Into this hornet’s nest
ride the Bonell Brother, Griff (Barry Sullivan), Wes (Gene Barry) and Chico
(Robert Dix), who are Federal deputies armed with an arrest warrant for one of
the local lawmen, who doubles as a stagecoach robber. Before you can say “hand’s up,” Griff
encounters Brockie and tosses his weasel butt in jail for shooting Marshal
Chisum (played by Hank Worden), who is half-blind. It doesn’t take too much imagination as what
is going to happen next. When your
little brother is in jail and you have 40 gunslingers at your disposal, you don
your best black Western outfit, saddle up and ride to town.
Meanwhile, Wes falls in
love with a local gunsmith by the name of Louvenia (Eve Brent) and makes plans
for a wedding … a tragic wedding to be sure.
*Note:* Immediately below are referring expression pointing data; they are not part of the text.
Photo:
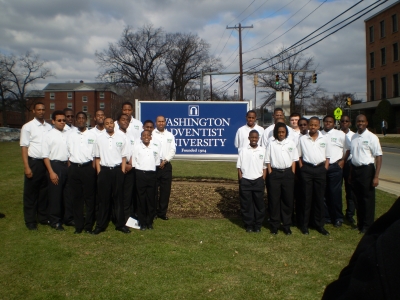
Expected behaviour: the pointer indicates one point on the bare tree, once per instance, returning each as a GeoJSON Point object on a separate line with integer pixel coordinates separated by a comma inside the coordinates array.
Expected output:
{"type": "Point", "coordinates": [18, 74]}
{"type": "Point", "coordinates": [301, 88]}
{"type": "Point", "coordinates": [135, 59]}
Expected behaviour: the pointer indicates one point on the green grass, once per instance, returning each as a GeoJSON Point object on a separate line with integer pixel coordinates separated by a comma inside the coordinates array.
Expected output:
{"type": "Point", "coordinates": [180, 259]}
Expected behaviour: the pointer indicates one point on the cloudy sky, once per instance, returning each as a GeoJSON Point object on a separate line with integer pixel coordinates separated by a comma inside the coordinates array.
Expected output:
{"type": "Point", "coordinates": [67, 33]}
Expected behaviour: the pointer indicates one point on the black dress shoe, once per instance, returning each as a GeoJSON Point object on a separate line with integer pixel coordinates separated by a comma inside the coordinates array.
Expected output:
{"type": "Point", "coordinates": [305, 231]}
{"type": "Point", "coordinates": [31, 226]}
{"type": "Point", "coordinates": [287, 231]}
{"type": "Point", "coordinates": [338, 224]}
{"type": "Point", "coordinates": [57, 227]}
{"type": "Point", "coordinates": [322, 231]}
{"type": "Point", "coordinates": [97, 231]}
{"type": "Point", "coordinates": [123, 229]}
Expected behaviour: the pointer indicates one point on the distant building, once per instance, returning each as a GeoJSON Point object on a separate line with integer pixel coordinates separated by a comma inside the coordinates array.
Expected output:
{"type": "Point", "coordinates": [383, 61]}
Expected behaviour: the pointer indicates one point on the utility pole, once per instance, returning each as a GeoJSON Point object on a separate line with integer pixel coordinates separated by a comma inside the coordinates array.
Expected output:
{"type": "Point", "coordinates": [240, 27]}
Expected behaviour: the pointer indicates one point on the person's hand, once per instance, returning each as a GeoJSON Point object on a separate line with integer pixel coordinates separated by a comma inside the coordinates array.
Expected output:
{"type": "Point", "coordinates": [28, 172]}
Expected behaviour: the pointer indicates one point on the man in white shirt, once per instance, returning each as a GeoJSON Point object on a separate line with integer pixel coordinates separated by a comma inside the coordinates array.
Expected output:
{"type": "Point", "coordinates": [345, 124]}
{"type": "Point", "coordinates": [111, 151]}
{"type": "Point", "coordinates": [55, 157]}
{"type": "Point", "coordinates": [35, 181]}
{"type": "Point", "coordinates": [366, 151]}
{"type": "Point", "coordinates": [242, 134]}
{"type": "Point", "coordinates": [135, 126]}
{"type": "Point", "coordinates": [339, 148]}
{"type": "Point", "coordinates": [145, 160]}
{"type": "Point", "coordinates": [81, 174]}
{"type": "Point", "coordinates": [251, 174]}
{"type": "Point", "coordinates": [313, 163]}
{"type": "Point", "coordinates": [164, 170]}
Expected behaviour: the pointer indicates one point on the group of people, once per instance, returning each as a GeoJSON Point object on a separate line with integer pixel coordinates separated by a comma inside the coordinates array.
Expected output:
{"type": "Point", "coordinates": [303, 169]}
{"type": "Point", "coordinates": [80, 177]}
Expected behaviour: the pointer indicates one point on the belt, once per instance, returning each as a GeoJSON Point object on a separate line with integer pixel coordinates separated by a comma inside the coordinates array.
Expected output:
{"type": "Point", "coordinates": [312, 165]}
{"type": "Point", "coordinates": [112, 168]}
{"type": "Point", "coordinates": [281, 170]}
{"type": "Point", "coordinates": [34, 158]}
{"type": "Point", "coordinates": [60, 161]}
{"type": "Point", "coordinates": [82, 164]}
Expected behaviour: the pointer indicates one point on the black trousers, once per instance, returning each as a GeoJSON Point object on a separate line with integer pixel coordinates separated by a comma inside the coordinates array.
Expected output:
{"type": "Point", "coordinates": [56, 192]}
{"type": "Point", "coordinates": [333, 193]}
{"type": "Point", "coordinates": [81, 179]}
{"type": "Point", "coordinates": [365, 194]}
{"type": "Point", "coordinates": [314, 182]}
{"type": "Point", "coordinates": [164, 181]}
{"type": "Point", "coordinates": [280, 197]}
{"type": "Point", "coordinates": [350, 197]}
{"type": "Point", "coordinates": [129, 194]}
{"type": "Point", "coordinates": [146, 187]}
{"type": "Point", "coordinates": [35, 195]}
{"type": "Point", "coordinates": [252, 202]}
{"type": "Point", "coordinates": [110, 183]}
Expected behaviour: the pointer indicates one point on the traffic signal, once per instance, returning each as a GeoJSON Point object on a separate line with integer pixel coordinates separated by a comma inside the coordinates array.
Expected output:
{"type": "Point", "coordinates": [314, 78]}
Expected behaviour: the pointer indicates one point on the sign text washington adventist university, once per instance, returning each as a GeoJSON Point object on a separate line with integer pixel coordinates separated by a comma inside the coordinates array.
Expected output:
{"type": "Point", "coordinates": [199, 127]}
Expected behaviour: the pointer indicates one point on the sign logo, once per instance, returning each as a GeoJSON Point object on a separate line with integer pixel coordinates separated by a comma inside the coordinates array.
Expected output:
{"type": "Point", "coordinates": [194, 110]}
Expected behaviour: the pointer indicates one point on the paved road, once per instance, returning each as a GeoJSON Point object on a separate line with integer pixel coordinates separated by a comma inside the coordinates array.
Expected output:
{"type": "Point", "coordinates": [389, 178]}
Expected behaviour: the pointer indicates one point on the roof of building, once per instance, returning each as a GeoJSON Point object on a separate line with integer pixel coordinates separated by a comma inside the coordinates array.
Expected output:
{"type": "Point", "coordinates": [381, 11]}
{"type": "Point", "coordinates": [78, 86]}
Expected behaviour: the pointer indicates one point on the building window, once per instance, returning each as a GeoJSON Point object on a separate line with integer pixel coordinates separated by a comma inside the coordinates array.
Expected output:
{"type": "Point", "coordinates": [383, 88]}
{"type": "Point", "coordinates": [382, 27]}
{"type": "Point", "coordinates": [383, 56]}
{"type": "Point", "coordinates": [372, 60]}
{"type": "Point", "coordinates": [371, 34]}
{"type": "Point", "coordinates": [372, 90]}
{"type": "Point", "coordinates": [396, 85]}
{"type": "Point", "coordinates": [395, 51]}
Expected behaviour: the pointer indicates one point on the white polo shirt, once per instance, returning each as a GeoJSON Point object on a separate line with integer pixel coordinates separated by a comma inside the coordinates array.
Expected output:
{"type": "Point", "coordinates": [54, 145]}
{"type": "Point", "coordinates": [251, 162]}
{"type": "Point", "coordinates": [111, 148]}
{"type": "Point", "coordinates": [167, 140]}
{"type": "Point", "coordinates": [81, 146]}
{"type": "Point", "coordinates": [269, 132]}
{"type": "Point", "coordinates": [281, 154]}
{"type": "Point", "coordinates": [97, 131]}
{"type": "Point", "coordinates": [145, 158]}
{"type": "Point", "coordinates": [32, 137]}
{"type": "Point", "coordinates": [337, 143]}
{"type": "Point", "coordinates": [364, 148]}
{"type": "Point", "coordinates": [242, 135]}
{"type": "Point", "coordinates": [313, 152]}
{"type": "Point", "coordinates": [135, 128]}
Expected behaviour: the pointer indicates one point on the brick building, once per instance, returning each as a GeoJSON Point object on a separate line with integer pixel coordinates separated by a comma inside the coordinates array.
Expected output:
{"type": "Point", "coordinates": [382, 62]}
{"type": "Point", "coordinates": [86, 97]}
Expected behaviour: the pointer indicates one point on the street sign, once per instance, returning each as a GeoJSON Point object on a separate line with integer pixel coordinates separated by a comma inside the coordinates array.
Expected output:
{"type": "Point", "coordinates": [338, 113]}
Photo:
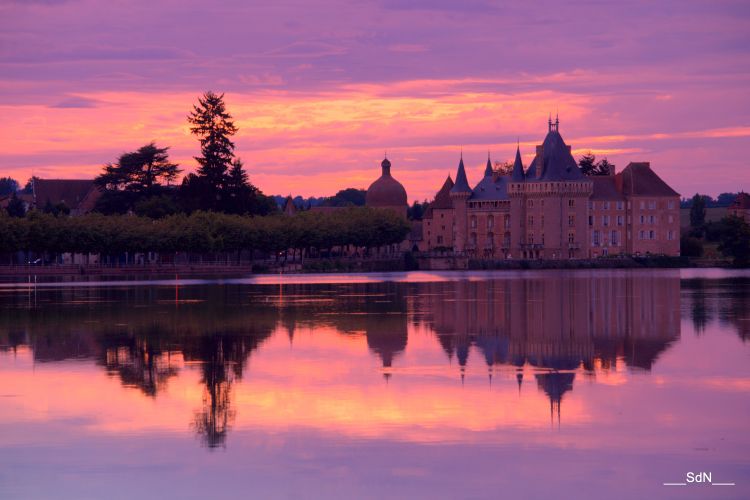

Forty Guns brings together a top-notch cast, a script that
doesn’t follow “the code,” amazing visuals (cinematography by Joseph F. Biroc —
Oscar-winner for The Towering Inferno and also nominated for his work on Hush...Hush,
Sweet Charlotte) and at least two scenes that stick with you long after
the viewing — the wedding sequence and a magnificently-staged shootout between
Griff and Brockie that is nothing short of stunning … one of those OMG screen
moments!
Bonus goodies included
with Forty
Guns include Fuller’s daughter, Samantha Fuller’s 2013 feature-length
documentary, A Fuller Life, and two newly-prepared video sessions — the
first featuring Fuller’s wife and daughter, Christa Lang-Fuller and Samantha,
and the second with author and film critic Imogen Sara Smith (“In Lonely
Places: Film Noir Beyond the City”).
Also on the December
restoration calendar from the Criterion Collection are director Euzhan Palcy’s
1989 film adaptation of the André Brink novel, A Dry White Season (new
4K restoration, Dec. 11), an updated presentation of Ingmar Bergman’s Sawdust
and Tinsel (Dec. 18, first issued by Criterion in 2003 — new 2K
restoration) and iconic French filmmaker Julien Duvivier’s first post-war film
venture, Panique (new 2K restoration, also Dec. 18).